Shammu Ashan

Personal information
- Born: 9 January 1998 (age 28) Colombo, Sri Lanka
- Batting: Right handed
- Bowling: Right arm offbreak bowler
- Role: Top-order batsman

Career statistics
| Competition | FC | LA | T20 |
| Matches | 54 | 87 | 52 |
| Runs scored | 2,777 | 2,077 | 574 |
| Batting average | 38.04 | 32.45 | 17.39 |
| 100s/50s | 4/18 | 3/12 | 0/1 |
| Top score | 144 | 112* | 53 |
| Balls bowled | 1,924 | 1,454 | 264 |
| Wickets | 33 | 30 | 10 |
| Bowling average | 35.51 | 39.26 | 27.10 |
| 5 wickets in innings | 0 | 0 | 0 |
| 10 wickets in match | 0 | 0 | 0 |
| Best bowling | 2/9 | 4/63 | 4/21 |
| Catches/stumpings | 32/– | 27/– | 13/– |

Medal record
Men's cricket
Representing Sri Lanka
ACC Emerging Asia Cup
| Winner | 2018 Pakistan-SriLanka |  |
South Asian Games
| Silver medal – second place | 2019 Nepal |  |
- Source: Cricinfo, 28 March 2025

= Shammu Ashan =

Sri Lankan cricketer (born 1998)

Shammu Ashan (born 9 January 1998) is a Sri Lankan cricketer. He made his List A debut for Sri Lanka A against West Indies A on 27 October 2016. Prior to his List A debut he was part of Sri Lanka's squad for the 2016 Under-19 Cricket World Cup.

He made his both his first-class debut for Sinhalese Sports Club in the 2016–17 Premier League Tournament on 28 December 2016. He made his Twenty20 debut for Sinhalese Sports Club in the 2017–18 SLC Twenty20 Tournament on 24 February 2018.

In March 2018, he was named in Galle's squad for the 2017–18 Super Four Provincial Tournament. The following month, he was also named in Galle's squad for the 2018 Super Provincial One Day Tournament. In August 2018, he was named in Colombo's squad the 2018 SLC T20 League. In the same month, Sri Lanka Cricket named him in a preliminary squad of 31 players for the 2018 Asia Cup.

In December 2018, he was named in the Sri Lanka team for the 2018 ACC Emerging Teams Asia Cup. In March 2019, he was named in Galle's squad for the 2019 Super Provincial One Day Tournament.
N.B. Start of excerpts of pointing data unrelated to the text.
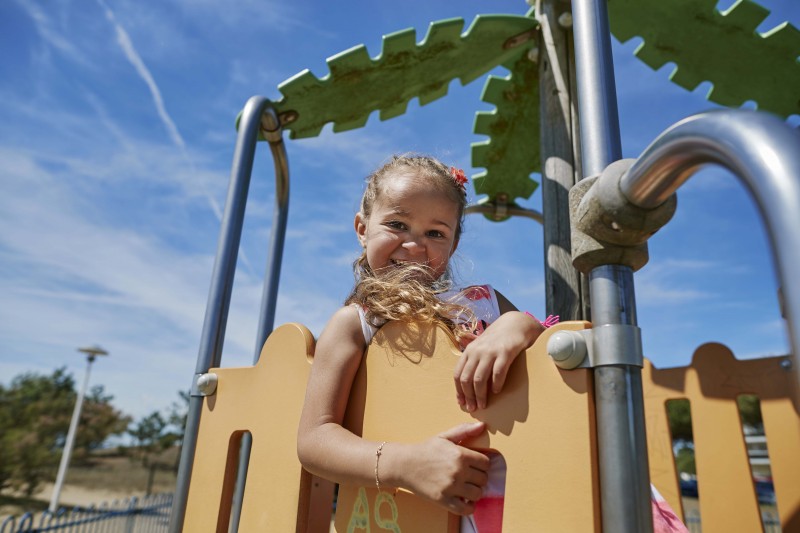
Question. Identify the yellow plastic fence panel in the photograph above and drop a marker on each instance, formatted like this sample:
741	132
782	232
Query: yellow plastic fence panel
711	384
264	400
542	423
In November 2019, he was named in both Sri Lanka's squad for the 2019 ACC Emerging Teams Asia Cup in Bangladesh, and for the men's cricket tournament at the 2019 South Asian Games. The Sri Lanka team won the silver medal at the latter event, losing to Bangladesh by seven wickets in the final.

In March 2021, he was part of the Sinhalese Sports Club team that won the 2020–21 SLC Twenty20 Tournament, the first time they had won the tournament since 2005. In August 2021, he was named in the SLC Greens team for the 2021 SLC Invitational T20 League tournament. In July 2022, he was signed by the Galle Gladiators for the third edition of the Lanka Premier League.